• Ueli Niederberger
  • 12. Oktober 2013

Herbstseminar 2013 in Malvern, England

In den Räumen des Outdoor Center Malvern in Malvern England, startete am Samstag 12. Oktober 2013 das Herbstseminar der Europäischen Landjugend (RYEurope). Mit den «icebreaking-games» wurde die Woche offiziell eröffnet.

 

Am Morgen gab es jeweils «Englisch Breakfast». Selbstverständlich jeden Morgen ein klein wenig anders.

Was ist RYEurope? Was ist das Herbstseminar und was erwartet uns diese Woche? Woher kommen die Teilnehmenden? Dies wurde als erstes geklärt. Alle stellten sich auf spannende Art und Weise vor. Um die Teambildung zu fördern haben wir uns im Freizeitzentrum Malvern so richtig ausgetobt: Klettern, Rätselspielen, Pfeilbogenschiessen und vieles mehr.
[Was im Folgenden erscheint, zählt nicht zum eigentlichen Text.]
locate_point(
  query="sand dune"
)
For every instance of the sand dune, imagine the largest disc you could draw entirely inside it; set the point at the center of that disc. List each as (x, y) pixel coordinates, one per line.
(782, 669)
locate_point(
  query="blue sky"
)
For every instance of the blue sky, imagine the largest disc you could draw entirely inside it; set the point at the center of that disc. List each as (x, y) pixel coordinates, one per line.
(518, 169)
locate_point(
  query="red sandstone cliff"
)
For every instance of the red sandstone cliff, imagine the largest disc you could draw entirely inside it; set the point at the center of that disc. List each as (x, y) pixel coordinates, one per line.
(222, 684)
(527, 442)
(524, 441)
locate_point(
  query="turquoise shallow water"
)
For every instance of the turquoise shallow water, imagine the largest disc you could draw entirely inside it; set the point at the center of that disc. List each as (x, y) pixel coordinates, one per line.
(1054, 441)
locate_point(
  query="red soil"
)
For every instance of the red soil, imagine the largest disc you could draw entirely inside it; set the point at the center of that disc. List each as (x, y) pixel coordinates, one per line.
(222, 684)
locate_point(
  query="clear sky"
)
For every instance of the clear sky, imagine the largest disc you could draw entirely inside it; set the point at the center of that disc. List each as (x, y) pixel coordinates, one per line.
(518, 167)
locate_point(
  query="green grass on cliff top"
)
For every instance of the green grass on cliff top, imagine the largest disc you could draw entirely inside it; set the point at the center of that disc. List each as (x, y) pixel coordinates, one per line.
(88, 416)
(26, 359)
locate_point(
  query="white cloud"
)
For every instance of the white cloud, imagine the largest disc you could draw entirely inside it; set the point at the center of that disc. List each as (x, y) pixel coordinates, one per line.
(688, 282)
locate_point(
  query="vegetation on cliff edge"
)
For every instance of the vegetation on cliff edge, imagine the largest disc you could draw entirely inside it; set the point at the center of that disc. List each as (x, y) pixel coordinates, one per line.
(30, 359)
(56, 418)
Am Internationalen Buffet, bei dem jeder etwas von zuhause mitbrachte, gab es von Rentierfleisch über «4H eigenes Essen» bis hin zum selbst gemachten Olivenöl alles zum Probieren. Natürlich auch verschiedene Schokolade aus vielen Ländern. Doch die beste kommt immer noch aus der Schweiz.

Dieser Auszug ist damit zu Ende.